Controlli sul conto corrente: i vincoli temporali
Pur potendo esaminare le operazioni bancarie per verificare eventuali incongruenze fiscali, l’Agenzia delle Entrate non può risalire a movimenti troppo lontani nel tempo. La ragione principale è di natura pratica: dopo molti anni, infatti, il contribuente potrebbe non essere in grado di fornire documenti o spiegazioni sufficienti a giustificare determinate somme o transazioni. Per questo motivo, le indagini bancarie sono soggette a limiti temporali precisi, superati i quali il rischio di sanzioni o accertamenti svanisce.

La paura del controllo fiscale: un sentimento comune
La paura di un controllo fiscale colpisce anche i contribuenti più diligenti, specialmente quando la lente di ingrandimento del Fisco si concentra sui conti correnti. Molto spesso, infatti, la complessità delle norme fiscali impedisce di adottare tutte le precauzioni necessarie per prevenire problemi fiscali. Il nodo cruciale è sempre quello di riuscire a dimostrare, con prove documentali solide, la legittimità delle somme presenti sul conto.

Un esempio frequente riguarda i risparmi accumulati “in casa” sotto forma di contanti: quando poi questi soldi vengono depositati in banca, senza documentazione che ne attesti la provenienza, si rischia di dover giustificare ogni movimento in sede di accertamento. Senza prove, si rischiano imposte e sanzioni, anche su somme che in realtà sono già state tassate in passato o derivano da risparmi leciti.

Il fattore tempo: un alleato prezioso contro il rischio fiscale
La buona notizia, per i contribuenti, è che il tempo gioca a loro favore. L’Amministrazione finanziaria, infatti, ha un limite ben definito entro cui può effettuare accertamenti sui conti correnti: di norma, il termine massimo è di 5 anni, calcolati a partire dal 1° gennaio dell’anno successivo alla presentazione della dichiarazione dei redditi.

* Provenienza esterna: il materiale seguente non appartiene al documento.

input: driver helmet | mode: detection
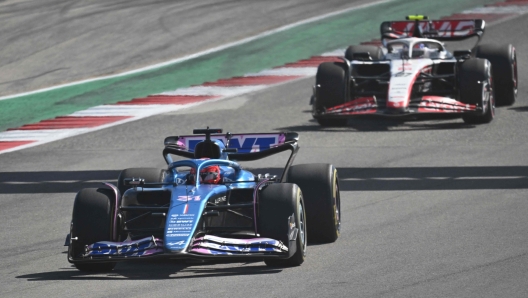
[412,42,427,58]
[189,166,222,184]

Pertanto, se un contribuente versa sul conto corrente una certa somma nel 2025, il periodo in cui il Fisco può richiedere spiegazioni si estende fino al 31 dicembre 2031 (ossia 5 anni dopo il 1° gennaio 2027, anno in cui si presenta la dichiarazione relativa al 2025). Oltre questa data, il contribuente non è più obbligato a giustificare l’origine di quella somma.

Casi di omessa dichiarazione: tempi più lunghi
Se invece il contribuente non presenta la dichiarazione dei redditi per un determinato anno, il periodo di accertamento si allunga fino a 7 anni, aumentando così la finestra temporale in cui il Fisco può effettuare controlli.
In conclusione, le scadenze entro cui l’Agenzia delle Entrate può effettuare verifiche sul conto corrente sono:
  • 5 anni dalla presentazione della dichiarazione dei redditi (termine ordinario);
  • 7 anni in caso di mancata presentazione della dichiarazione.